DUBAI (AFP) - In a historic deal, Israel and the UAE agreed Thursday (Aug 13) to normalise relations which would make the Gulf country only the third Arab nation to hold diplomatic ties with the Jewish state.
Here is how the world is reacting:
"HUGE breakthrough today! Historic Peace Agreement between our two GREAT friends, Israel and the United Arab Emirates!" US President Donald Trump said on Twitter.
"Everybody said this would be impossible ... After 49 years Israel and the United Arab Emirates will fully normalise their diplomatic relations," Trump later told reporters.
US Secretary of State Mike Pompeo described it as "a historic day and a significant step forward for peace in the Middle East".
"The United States hopes that this brave step will be the first in a series of agreements that ends 72 years of hostilities in the region," Pompeo said.
Democratic White House candidate Joe Biden said: "Israel and the United Arab Emirates have taken a historic step to bridge the deep divides of the Middle East." He added "the UAE's offer to publicly recognise the State of Israel is a welcome, brave, and badly-needed act of statesmanship".
White House adviser Jared Kushner, who helped draw up the Trump peace plan, described the deal as "an icebreaker between these two countries," adding "we'll hopefully see ... more countries start to do the same."
Trump's national security adviser Robert O'Brien said: "We believe there are other countries waiting in the wings." Trump "should be a frontrunner for the Nobel Peace Prize," O'Brien added.
Israeli Prime Minister Benjamin Netanyahu also hailed it as an "historic day".
"Today a new era began in the relations between Israel and the Arab world," Netanyahu told a press conference.
Defence Minister and alternate prime minister Benny Gantz called the agreement "important and significant".
"I call upon other Arab nations to advance diplomatic relations in additional peace agreements," he added.
UNITED ARAB EMIRATES
The UAE's leader Sheikh Mohamed bin Zayed Al-Nahyan said in a tweet that "an agreement was reached to stop further Israeli annexation of Palestinian territories".
Minister of State for Foreign Affairs Anwar Gargash told a media briefing that "most countries will see this as a bold step to secure a two-state solution, allowing time for negotiations."
The Palestinian Authority voiced its "strong rejection and condemnation" of the deal.
Palestinian president Mahmud Abbas called the deal an "aggression" against the Palestinian people and a "betrayal" of their cause, including their claim to Jerusalem as a capital of their future state.

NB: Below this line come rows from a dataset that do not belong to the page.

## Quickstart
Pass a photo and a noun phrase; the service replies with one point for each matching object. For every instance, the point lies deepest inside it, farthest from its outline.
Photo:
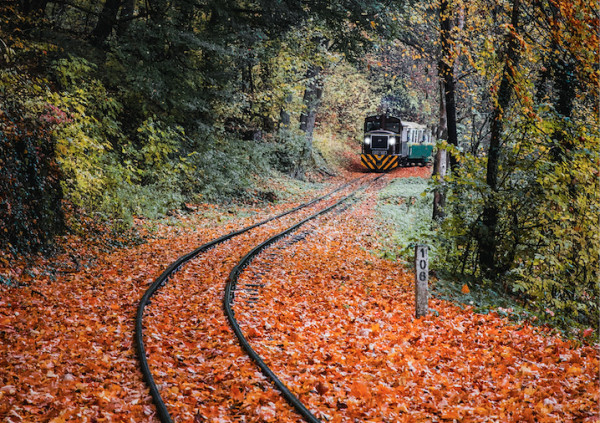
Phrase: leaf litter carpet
(333, 320)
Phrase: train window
(372, 126)
(393, 126)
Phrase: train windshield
(372, 125)
(392, 126)
(387, 123)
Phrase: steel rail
(161, 407)
(229, 297)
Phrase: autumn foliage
(329, 316)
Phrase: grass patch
(404, 218)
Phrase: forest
(121, 108)
(118, 114)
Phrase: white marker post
(421, 278)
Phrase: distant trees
(162, 101)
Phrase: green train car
(390, 142)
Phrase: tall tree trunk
(106, 22)
(126, 16)
(446, 70)
(311, 99)
(488, 242)
(440, 160)
(284, 115)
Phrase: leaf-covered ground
(331, 318)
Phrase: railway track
(231, 285)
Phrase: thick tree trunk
(126, 16)
(488, 242)
(312, 99)
(106, 22)
(446, 71)
(440, 161)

Hazem Qasem, spokesman for Palestinian Islamist group Hamas, which controls the Gaza Strip, told AFP the deal "does not serve the Palestinian cause".
"The agreement with the UAE is a reward for the Israeli occupation and crimes," Qasem said.
Senior Palestinian official Hanan Ashrawi wrote on Twitter: "May you never experience the agony of having your country stolen; may you never feel the pain of living in captivity under occupation; may you never witness the demolition of your home or murder of your loved ones. May you never be sold out by your 'friends.'"
"I appreciate the efforts of the architects of this agreement for the prosperity and stability of our region," said Egyptian President Abdel Fattah al-Sisi in a tweet.
He added he hoped the deal to halt Israel's annexation of Palestinian land, would help bring "peace" to the Middle East.
"This historic step will contribute to strengthening stability and peace in the region," Bahrain's government said in a statement.
British Foreign Secretary Dominic Raab in a statement, "This is an historic step which sees the normalisation of relations between two great friends of the UK... Ultimately, there is no substitute for direct talks between the Palestinians and Israel, which is the only way to a reach a two state solution and a lasting peace."